Pedro Paramo
by Juan Rulfo
Juan Rulfo's Pedro Paramo was a profound influence on Márquez, and in Margaret Sayers' new translation his prose is limpid and magical
Pedro Paramo
Juan Rulfo
Serpent's Tail £6.99, pp122
'I came to Comala because I had been told that my father, a man named Pedro Paramo, lived there. It was my mother who told me. And I promised her that after she died I would go see him...' If these opening sentences sound eerily reminiscent of Gabriel García Márquez, that's not surprising: Márquez has cited this extraordinary short novel - a classic of Spanish literature - as the book that most profoundly influenced his early years. Mario Vargas Llosa and Carlos Fuentes also acknowledge their debt.
As the narrator's dead mother sends her son out into the world on the quest for his father, the novel metamorphoses into an extraordinarily evocative and haunting journey through hell, the Comala of past and present and the place where Pedro Paramo - father, overlord, lover and murderer - once held sway. Rulfo's complex prose, scrupulously translated by Margaret Sayers Peden, is at once limpid and magical, dragging the reader on a strange and mesmerising journey through dreams and memories into a series of encounters with the ghosts of Comala.
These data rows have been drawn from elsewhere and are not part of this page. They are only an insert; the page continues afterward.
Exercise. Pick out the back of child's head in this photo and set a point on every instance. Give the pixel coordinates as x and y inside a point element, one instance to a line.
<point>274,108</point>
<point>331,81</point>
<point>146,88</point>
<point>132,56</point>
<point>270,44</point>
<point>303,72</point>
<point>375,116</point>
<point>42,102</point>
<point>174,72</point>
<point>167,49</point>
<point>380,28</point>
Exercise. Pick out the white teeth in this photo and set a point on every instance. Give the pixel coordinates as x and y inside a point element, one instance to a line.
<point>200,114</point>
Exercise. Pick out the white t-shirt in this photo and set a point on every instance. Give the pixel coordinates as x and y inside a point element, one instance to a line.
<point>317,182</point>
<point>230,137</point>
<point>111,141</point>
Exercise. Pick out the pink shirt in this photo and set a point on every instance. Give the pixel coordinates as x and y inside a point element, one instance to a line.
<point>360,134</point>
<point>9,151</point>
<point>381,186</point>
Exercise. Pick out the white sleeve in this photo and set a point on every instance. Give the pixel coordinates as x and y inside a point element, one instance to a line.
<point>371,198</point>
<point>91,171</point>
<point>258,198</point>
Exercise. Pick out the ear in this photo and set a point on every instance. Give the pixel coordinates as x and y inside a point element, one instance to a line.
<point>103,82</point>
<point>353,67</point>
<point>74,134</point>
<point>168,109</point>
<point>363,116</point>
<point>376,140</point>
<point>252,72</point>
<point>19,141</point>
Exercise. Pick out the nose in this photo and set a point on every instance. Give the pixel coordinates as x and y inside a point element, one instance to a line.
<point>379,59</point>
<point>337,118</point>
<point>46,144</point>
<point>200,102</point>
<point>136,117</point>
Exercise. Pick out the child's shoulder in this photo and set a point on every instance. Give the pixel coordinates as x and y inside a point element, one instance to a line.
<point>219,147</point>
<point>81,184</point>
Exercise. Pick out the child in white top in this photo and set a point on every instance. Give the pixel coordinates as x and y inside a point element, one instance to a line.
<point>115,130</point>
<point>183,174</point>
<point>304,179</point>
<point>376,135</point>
This is a legendary novel by a master storyteller, and Rulfo, who is hardly known in Britain, is a legendary Mexican author whose quiet life of exemplary privacy was revered by fellow writers. He died in 1986. This new paperback edition is an important literary event.
Juan Rulfo
Juan Rulfo was born in Jalisco in Mexico in 1917 and died in 1986. He is the author of The Burning Plain, a collection of short stories and only one novel, Pedro Páramo. An anthropologist by profession, Rulfo is the great voice of the peasant condition.